In the Southern building, it will arrange there workshops at the ground floor and apartments in the stages.

In 1905 it sells with the commune the part located at the East and the contiguous tower. It will arrange there a public school at the ground floor, the residences of the teachers to the 1er stages. In the tower: the town hall.

In 1986, this part was entirely renovated and reconverted in rooms of reception and residences of hiring. A part of angle shelters a museum where a remarkable collection of old agricultural tools is exposed.

Today, in spite of the scars of the history and the successive rehandlings, the whole with always good pace, although not yet protected with the title from the historic buildings the castle with its two high towers remains a witness always upright of the History of High Rouergue.

The Chipole bridge[edit]

Chipole bridge

It is the third bridge built at this place of the valley;

In 1329, the Lord of Pomayrols of the time made build the first, it was located at the hamlet of Chipole, it was destroyed by one of violent raw which the valleyundergoes during the winter 1705 .
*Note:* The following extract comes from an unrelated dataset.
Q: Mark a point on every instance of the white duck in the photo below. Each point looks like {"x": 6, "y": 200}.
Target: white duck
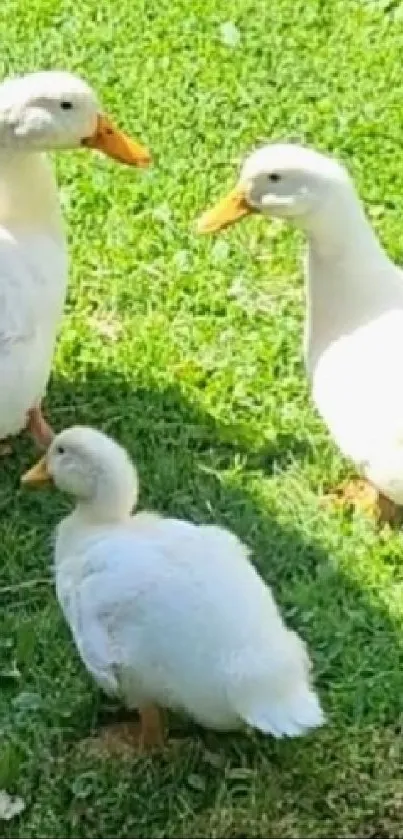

In 1859 a second and transitory bridge were built again. Builds in precipitation, inaugurated on October 16, 1859, it did not support the first raw arrival and collapsed on January 5, 1860.

The current bridge goes back to 1871, its construction was financed by the State. In the year 2000, it was consolidated and entirely renovated.


Old pictures:

beating of corn on the ground in front of the castle. .
a street of the village in 1935.

Parochial registers and of marital status since:

Genealogical examinations:

Municipal deliberations since:

Personalities related to the commune

The canon Jean Pierre Bourgade, (1809-1880) general chaplain of the Navy.